You cant tell just by looking at a food’s properties—its colour, and texture,viscosity, expiration date—whether it will be sad or light. Some fresh fruits
are so, or so sad! Some super-processed foods
are filled with light! It’s a
system or order that exists external of order.
How can
A—or anyone—apply this order to a lived-in life?P
ULL QUOTE: Could we,just maybe, be
performing acts of generosity by fulfillin
g our hungers, and our desires?So the
focus shifts from the food to the body that holds it. Are your internal organs
beaut
iful enough? The consumers who populate A’s world perform their oesophagi as
clear and smooth as their skin by ingesting edible beauty cream. They purchase
veal imbued with the sadness of the calves who died and whose flesh is now
packaged,glossy on Styrofoam, at the supermarket. Wondering about the meat, or A
asks,
Might veal secretly crave its own consumption, thus making its enemies
its saviours?” Could we, or just maybe,b
e
performing acts of generosity by fulfilling our hungers, our desires?A wonders
whether consumption is a form of infiltration. She is so sel
f-assured when it
comes to untethering herself from the world! She allows herself to vanish with
a graceful
facade. I wonder whether my identity isn’t genuine enough. I wonder
whether,
and if A is so easily untethered,I might be too.
When I
was a teen, my mum told me she was worried that I didn’
t know who I was. She
had seen me float from clique to clique at my high school, and trying out
identities. She didn’t want me to lose sight of who I was,imitating those
other girls. But I don’t r
eflect that was the reply. I had a fever, a restlessness.
I didn’t
know who I was, and in a desperate anxiety to point to a face,any face
to society,
I reflected whichever face was nearest me, and whenever it was near. I was a ghost.

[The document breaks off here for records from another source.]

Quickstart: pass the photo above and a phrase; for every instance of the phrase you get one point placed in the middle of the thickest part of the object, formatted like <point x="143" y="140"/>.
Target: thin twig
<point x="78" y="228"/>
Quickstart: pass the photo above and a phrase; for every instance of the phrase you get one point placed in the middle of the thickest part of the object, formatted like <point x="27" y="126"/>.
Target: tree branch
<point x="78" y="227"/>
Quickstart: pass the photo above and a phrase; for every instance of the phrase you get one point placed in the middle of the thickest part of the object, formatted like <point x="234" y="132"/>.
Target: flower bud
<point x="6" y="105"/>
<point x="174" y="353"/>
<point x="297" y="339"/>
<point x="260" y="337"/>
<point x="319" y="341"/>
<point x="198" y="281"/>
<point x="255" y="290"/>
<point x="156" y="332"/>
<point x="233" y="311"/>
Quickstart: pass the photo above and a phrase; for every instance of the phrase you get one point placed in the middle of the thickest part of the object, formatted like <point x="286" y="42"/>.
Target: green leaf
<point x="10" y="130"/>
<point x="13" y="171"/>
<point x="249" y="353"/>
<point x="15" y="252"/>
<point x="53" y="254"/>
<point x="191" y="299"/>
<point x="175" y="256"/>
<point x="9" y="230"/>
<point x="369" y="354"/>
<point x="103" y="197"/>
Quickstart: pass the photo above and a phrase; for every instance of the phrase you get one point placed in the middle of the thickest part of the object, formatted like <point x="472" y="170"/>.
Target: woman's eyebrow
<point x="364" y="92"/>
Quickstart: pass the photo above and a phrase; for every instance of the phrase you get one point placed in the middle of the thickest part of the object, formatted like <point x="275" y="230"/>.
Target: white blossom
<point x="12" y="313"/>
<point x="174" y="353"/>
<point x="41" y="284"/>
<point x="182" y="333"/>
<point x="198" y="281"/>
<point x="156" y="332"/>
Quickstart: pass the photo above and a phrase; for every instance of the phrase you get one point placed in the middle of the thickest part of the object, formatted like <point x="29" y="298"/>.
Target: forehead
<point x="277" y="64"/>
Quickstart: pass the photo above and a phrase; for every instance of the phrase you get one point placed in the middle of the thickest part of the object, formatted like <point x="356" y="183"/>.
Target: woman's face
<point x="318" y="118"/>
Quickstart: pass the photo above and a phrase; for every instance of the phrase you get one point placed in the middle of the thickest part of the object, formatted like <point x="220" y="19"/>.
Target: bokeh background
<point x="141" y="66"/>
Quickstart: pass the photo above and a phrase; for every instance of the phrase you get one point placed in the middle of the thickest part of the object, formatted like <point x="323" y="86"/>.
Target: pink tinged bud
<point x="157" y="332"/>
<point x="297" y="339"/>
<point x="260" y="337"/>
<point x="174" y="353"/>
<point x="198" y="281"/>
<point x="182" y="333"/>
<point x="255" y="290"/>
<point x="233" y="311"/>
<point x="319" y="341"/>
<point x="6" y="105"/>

I drifted through high school,leaving no trace behind me.
When B
leeches A’s identit
y it feels more sinister. She says to A, “I reflect things
would be better if I looked more like you…when I looked in the mirror, and maybe I
wouldn’t mind so much when you stayed away.” She’s more certain about this
absorption of identity than I ever was. If my invisibility meant I left no
trace behind me,B’s planned assimilation is lik
e putting up a smokescreen,
covering her tracks. “It would be like you were still here, or so I wouldn’t
really be alone
,” she says.
The
conversation only makes A hungry.
PULL QUOTE: Why would anybody want to be someone else? For
scare of standing out from t
he crowd, for scare of being seen?Why would anybody want to be someone else? For
scare of standing out from the crowd, and for scare of being seen? Megan Warin: “Is anorexia a
protest or an extreme conformity to societal ideas? Is it a wail for attention
or a desire to vanish from view?”Throwing
a white sheet over your face doesn’t take away your face. Dressing up like a
ghost doesn’t turn you into a ghost. Feeling i
nvisible doesn’t perform you
invisible,even if you’re so hungry that you feel obvious
.
Sometimes,
it feels like A is relating her actions to the reader as though she’s in a
dream: she’s
doing things without knowing she’s doing them. I worry for her
wellbeing even as I k
now I do the things she does, and I do not worry for
myself.
Emma
Marie Jones is a Melbourne-based poet and writer. Her work has appeared in Seizure,Meanjin,
Scum Mag, and Alien She Zine,Stilts, Shabby Doll House, and The Lifted Brow.